Aku bersiap-siap untuk ke kampus pagi ini. Aku bersiap untuk menyambar tas kuliahku. Begitu juga dengan Fina. Adikku itu juga langsung berangkat ke sekolah menaiki sepeda motor kesayangannya.
Tiba-tiba ponsel Ibu yang berada di meja makan bergetar. Getaran ponsel Ibu yang terus menerus membuatku penasaran siapa yang menelepon pagi-pagi begini. Rupanya telepon dari aplikasi Whatsapp. Mataku terbelalak, foto tampilan Whatsapp dengan pria tak berbaju terpampang di ponsel Ibuku dengan nama kontak 'My Baby.'
'Duh, angkat tidak ya. Angkat, tidak ya,' suara batinku bergejolak.
Akhirnya aku tidak jadi mengangkat panggilan telepon tersebut. Si penelepon juga tidak menelepon ulang. Penasaran, aku akhirnya memberanikan diri untuk membuka ponsel milik Ibu.
Kepalaku celingak-celinguk ke kiri dan kanan untuk memastikan Ibu masih di kamar mandi. Ah, aman! Biasanya kan Ibu juga mandinya lama. Entah apa yang dilakukan beliau di kamar mandi. Sedangkan berbeda denganku yang kalau mandi pasti cepat karena takut terlambat masuk kerja dan kuliah.

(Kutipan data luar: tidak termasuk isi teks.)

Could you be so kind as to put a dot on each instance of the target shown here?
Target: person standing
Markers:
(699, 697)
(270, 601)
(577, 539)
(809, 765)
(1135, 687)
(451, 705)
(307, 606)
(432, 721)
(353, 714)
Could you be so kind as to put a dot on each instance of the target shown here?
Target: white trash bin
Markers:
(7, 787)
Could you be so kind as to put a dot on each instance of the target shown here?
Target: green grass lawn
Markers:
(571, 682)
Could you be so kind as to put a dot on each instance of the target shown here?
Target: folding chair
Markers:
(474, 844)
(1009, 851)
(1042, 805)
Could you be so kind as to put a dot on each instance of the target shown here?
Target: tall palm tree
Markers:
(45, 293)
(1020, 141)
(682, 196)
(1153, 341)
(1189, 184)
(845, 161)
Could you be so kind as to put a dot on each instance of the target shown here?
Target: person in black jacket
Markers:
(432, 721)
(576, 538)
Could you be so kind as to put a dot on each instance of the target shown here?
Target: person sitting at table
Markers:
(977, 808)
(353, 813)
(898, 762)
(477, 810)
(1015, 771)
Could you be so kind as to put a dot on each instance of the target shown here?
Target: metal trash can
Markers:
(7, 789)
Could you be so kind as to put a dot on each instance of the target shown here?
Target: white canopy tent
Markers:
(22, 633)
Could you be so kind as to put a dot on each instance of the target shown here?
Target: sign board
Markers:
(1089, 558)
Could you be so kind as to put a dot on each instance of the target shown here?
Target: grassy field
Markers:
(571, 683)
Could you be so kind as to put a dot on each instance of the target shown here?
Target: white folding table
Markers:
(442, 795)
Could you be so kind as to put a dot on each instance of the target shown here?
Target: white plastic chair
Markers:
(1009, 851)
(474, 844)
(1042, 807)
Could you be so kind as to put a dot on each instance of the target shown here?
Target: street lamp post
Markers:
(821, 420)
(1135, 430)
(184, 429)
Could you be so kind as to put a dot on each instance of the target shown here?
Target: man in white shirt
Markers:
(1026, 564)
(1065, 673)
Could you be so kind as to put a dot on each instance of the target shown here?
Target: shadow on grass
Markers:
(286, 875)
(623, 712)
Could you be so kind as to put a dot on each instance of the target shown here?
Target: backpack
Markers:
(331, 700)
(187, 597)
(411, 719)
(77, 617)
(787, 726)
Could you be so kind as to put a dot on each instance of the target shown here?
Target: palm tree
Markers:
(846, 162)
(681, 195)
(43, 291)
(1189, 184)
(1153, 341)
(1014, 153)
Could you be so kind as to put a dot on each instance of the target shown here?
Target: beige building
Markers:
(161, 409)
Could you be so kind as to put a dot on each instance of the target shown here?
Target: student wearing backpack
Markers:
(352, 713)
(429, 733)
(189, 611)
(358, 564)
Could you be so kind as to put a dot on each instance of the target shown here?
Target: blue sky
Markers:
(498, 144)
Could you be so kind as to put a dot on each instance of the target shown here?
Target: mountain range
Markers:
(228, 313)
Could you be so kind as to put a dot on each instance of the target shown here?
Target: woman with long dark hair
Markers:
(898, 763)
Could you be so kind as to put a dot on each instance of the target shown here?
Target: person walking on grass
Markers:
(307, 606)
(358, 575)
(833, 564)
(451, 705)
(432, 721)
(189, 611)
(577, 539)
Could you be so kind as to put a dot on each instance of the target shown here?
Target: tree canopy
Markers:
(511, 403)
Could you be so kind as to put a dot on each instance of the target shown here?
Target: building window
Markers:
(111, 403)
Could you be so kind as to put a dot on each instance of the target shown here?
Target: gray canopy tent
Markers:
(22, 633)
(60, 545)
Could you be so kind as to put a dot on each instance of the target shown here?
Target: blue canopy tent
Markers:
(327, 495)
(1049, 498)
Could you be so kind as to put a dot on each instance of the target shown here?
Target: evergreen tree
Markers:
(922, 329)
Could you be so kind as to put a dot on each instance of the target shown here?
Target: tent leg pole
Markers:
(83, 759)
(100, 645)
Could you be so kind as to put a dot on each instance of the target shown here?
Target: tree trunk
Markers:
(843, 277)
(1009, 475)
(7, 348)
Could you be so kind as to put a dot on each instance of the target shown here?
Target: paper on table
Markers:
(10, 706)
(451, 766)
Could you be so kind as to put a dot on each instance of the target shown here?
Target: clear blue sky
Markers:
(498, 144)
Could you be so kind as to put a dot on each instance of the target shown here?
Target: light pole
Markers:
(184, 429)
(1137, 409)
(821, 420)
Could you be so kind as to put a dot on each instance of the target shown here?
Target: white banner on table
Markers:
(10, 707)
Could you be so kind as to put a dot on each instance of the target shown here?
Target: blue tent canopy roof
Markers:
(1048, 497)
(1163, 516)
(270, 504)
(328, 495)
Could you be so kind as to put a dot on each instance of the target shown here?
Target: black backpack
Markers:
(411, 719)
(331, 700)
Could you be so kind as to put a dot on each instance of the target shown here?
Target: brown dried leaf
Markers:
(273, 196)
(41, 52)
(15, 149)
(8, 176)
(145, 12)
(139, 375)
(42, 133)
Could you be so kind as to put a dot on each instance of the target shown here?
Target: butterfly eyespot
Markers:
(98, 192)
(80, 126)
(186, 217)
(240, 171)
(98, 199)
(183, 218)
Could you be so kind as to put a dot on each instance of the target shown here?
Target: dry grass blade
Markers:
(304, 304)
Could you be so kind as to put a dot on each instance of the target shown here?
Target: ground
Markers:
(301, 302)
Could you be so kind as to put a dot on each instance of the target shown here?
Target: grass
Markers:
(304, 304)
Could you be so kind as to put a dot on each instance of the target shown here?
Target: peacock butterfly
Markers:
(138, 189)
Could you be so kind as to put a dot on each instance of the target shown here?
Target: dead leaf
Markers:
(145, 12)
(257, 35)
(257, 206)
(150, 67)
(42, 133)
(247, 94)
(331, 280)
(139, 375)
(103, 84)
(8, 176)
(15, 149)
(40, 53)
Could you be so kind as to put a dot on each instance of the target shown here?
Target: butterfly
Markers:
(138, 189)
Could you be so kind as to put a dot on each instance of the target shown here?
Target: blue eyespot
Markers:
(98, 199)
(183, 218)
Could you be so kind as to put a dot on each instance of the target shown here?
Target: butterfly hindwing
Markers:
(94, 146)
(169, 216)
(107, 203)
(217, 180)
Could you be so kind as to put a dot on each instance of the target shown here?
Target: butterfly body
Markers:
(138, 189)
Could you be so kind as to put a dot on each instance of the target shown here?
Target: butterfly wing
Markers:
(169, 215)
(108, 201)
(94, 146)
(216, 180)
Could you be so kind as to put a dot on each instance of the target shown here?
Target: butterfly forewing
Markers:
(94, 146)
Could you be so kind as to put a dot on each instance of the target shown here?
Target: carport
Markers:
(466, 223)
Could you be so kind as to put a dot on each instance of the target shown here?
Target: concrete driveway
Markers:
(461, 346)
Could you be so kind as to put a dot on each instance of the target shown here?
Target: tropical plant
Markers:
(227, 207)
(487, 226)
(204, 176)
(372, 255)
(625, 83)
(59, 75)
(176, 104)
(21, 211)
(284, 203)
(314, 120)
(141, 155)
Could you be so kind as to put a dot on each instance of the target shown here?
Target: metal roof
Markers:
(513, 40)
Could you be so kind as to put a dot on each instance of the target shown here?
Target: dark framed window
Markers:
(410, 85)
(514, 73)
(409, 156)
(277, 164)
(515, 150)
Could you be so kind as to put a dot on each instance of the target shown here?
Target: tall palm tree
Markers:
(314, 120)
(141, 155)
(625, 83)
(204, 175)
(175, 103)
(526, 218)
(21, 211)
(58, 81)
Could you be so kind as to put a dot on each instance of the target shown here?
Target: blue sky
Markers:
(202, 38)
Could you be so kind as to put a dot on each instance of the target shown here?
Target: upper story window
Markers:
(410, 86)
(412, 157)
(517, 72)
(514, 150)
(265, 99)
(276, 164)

Aku mencoba membuka ponsel Ibu. Tak biasanya beliau menggunakan kata sandi dengan kombinasi angka di ponselnya. Aku coba dengan tanggal, bulan, dan tahun lahir Ibu, hasilnya nihil. Aku berpikir keras, apa ini kode sandinya. Sementara waktuku terbatas. Kucoba membukanya dengan kombinasi tanggal lahir kami bertiga.
Dan hasilnya...
Berhasil! Yeah, seperti dapat jackpot saja. Dengan cepat aku membuka aplikasi Whatsapp dan mencari percakapan Ibu dengan kontak yang bernama 'My Baby' tersebut.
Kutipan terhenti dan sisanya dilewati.